Climate-adaptable Aman: Khulna farmer develops 6 varieties
After chasing his dream for over a decade, 46-year-old Aruni Sarkar, a farmer from remote Gangarampur village of Khulna's Batiaghata upazila, finally succeeded in developing high-yielding and climate-adaptable varieties of Aman paddy.
He claims that his varieties would change the fate of poverty-hit farmers in southern coastal region where saline water intrudes.
The newly developed six types of Aman paddy have been named "Alo Dhan", "Locos Dhan", "Aruni Dhan", "Ganga Dhan", "Maitri Dhan", and "Lakshmibhog Dhan".
The new varieties have been made through hybridisation of multiple traditional varieties of paddy.
The main features of these paddy are their salinity tolerance, high yield and the ability to ripen faster, said Aruni.
The traditional Aman paddy can survive around one week under saline water. But the new variants can survive over two weeks, he claimed.
Even, the traditional Aman paddy can tolerate 1 dS/m (deciSiemens per metre) -- a unit used to measure the degree of salinity in land. But the new ones can tolerate up to 3 dS/m, claimed Aruni.
Talking to The Daily Star, Ayub Ali, a farmer of Katianangla village in Batiaghata, said he cultivated traditional Kataribhog and Chapshail in 2019. He got around 16 mounds of paddy from each bigha of land.
Next year, he grew "Alo Dhan" and could produce around 24 mounds of paddy from each bigha of land, he said.
Besides, traditional varieties of paddy need around 145 to 170 days before they can be harvested. But the new ones take 135 days tops, he said.
Since his childhood, Aruni had been interested in cross-breed rice varieties.
His efforts to develop a new variant began in 2010 when he participated in a three-day workshop on rice hybridisation in Pirojpur organised by a local NGO LOCOS.

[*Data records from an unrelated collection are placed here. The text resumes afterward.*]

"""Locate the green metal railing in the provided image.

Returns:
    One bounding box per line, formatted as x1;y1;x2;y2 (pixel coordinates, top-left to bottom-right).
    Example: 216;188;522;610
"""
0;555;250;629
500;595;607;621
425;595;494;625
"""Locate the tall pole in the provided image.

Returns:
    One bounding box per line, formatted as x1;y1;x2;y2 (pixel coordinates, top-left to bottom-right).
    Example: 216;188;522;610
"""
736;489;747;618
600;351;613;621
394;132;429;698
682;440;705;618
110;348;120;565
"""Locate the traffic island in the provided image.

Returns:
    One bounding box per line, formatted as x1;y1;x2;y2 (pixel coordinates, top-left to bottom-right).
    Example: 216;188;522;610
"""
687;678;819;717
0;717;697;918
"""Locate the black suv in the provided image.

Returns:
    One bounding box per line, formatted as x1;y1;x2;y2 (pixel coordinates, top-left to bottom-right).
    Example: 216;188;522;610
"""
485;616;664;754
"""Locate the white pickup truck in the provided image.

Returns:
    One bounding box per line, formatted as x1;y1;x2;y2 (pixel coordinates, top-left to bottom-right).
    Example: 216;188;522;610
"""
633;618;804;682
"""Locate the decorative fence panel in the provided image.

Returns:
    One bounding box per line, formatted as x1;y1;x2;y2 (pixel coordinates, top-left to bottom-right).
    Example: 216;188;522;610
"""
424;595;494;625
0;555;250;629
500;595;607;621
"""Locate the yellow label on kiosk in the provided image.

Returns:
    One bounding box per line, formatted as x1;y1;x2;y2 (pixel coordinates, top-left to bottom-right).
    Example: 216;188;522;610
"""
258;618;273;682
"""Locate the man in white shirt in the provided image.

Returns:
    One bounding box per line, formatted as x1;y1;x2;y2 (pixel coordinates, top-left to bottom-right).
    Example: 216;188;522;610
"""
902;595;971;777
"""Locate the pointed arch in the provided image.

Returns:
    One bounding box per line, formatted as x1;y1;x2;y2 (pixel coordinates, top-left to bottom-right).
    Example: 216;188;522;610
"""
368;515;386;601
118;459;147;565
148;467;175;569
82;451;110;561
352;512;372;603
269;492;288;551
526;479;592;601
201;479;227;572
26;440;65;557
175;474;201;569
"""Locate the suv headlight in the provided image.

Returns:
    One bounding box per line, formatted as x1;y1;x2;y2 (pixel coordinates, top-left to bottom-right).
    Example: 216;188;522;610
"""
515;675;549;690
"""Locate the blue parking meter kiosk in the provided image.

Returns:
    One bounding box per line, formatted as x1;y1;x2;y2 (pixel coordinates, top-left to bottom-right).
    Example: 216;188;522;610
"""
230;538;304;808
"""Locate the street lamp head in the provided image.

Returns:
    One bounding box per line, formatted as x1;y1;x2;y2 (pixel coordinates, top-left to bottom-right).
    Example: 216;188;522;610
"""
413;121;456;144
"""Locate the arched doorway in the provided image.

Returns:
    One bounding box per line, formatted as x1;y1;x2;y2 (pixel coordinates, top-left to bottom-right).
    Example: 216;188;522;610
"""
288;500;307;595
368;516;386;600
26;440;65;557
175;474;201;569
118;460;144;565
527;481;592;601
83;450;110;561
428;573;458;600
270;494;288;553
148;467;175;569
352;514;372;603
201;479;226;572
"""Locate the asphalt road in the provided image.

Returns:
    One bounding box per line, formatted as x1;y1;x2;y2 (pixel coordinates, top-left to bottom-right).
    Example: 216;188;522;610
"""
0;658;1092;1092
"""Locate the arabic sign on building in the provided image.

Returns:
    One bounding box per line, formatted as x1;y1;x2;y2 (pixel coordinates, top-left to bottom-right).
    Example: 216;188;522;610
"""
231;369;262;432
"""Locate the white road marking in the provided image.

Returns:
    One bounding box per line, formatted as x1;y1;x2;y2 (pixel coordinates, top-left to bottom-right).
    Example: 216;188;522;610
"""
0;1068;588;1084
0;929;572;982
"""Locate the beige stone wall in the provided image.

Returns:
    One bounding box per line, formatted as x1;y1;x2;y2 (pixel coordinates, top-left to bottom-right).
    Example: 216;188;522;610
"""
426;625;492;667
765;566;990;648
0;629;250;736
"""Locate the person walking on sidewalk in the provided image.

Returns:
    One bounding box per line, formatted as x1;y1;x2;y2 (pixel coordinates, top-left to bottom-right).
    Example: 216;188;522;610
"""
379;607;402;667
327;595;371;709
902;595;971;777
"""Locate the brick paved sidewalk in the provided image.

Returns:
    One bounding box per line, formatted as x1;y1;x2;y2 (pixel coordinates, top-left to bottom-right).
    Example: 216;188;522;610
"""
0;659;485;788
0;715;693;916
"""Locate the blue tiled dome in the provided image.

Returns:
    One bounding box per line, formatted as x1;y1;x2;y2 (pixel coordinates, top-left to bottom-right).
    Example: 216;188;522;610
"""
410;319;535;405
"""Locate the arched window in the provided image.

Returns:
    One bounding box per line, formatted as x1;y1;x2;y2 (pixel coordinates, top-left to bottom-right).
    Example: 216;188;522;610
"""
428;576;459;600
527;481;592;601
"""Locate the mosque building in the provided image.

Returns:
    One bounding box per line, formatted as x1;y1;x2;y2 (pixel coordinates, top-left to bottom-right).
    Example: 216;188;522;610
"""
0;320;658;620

He gained some knowledge on hybridisation and pollination from the workshop and later started applying the knowledge in the field.
He has recently submitted an application to the government's Seed Certification Agency (SCA) for recognition of his varieties.
As per procedure, any such development requires examination and analysis by Bangladesh Rice Research Institute (BRRI) for SCA's recognition.
Mohammed Khalequzzaman, BRRI chief scientific officer, said if a farmer follows the procedures of cross-breeding, he can develop a new variety. But it takes six seasons to get the perfect characteristics of a variant. The government intends to give due credit if somebody develops a new variety, he said.
Contacted, BRRI Director General Md Shahjahan Kabir said necessary measures have been taken to examine the new variants.
If the new varieties are really effective, steps will surely be taken to institutionally recognise them for widespread cultivation, he added.
Talking to this paper, Md Monirul Islam Ripon, professor of Agro Technology at Khulna University, said Aruni's efforts to develop new varieties of Aman paddy are praiseworthy. More time is required to test its suitability for widespread cultivation.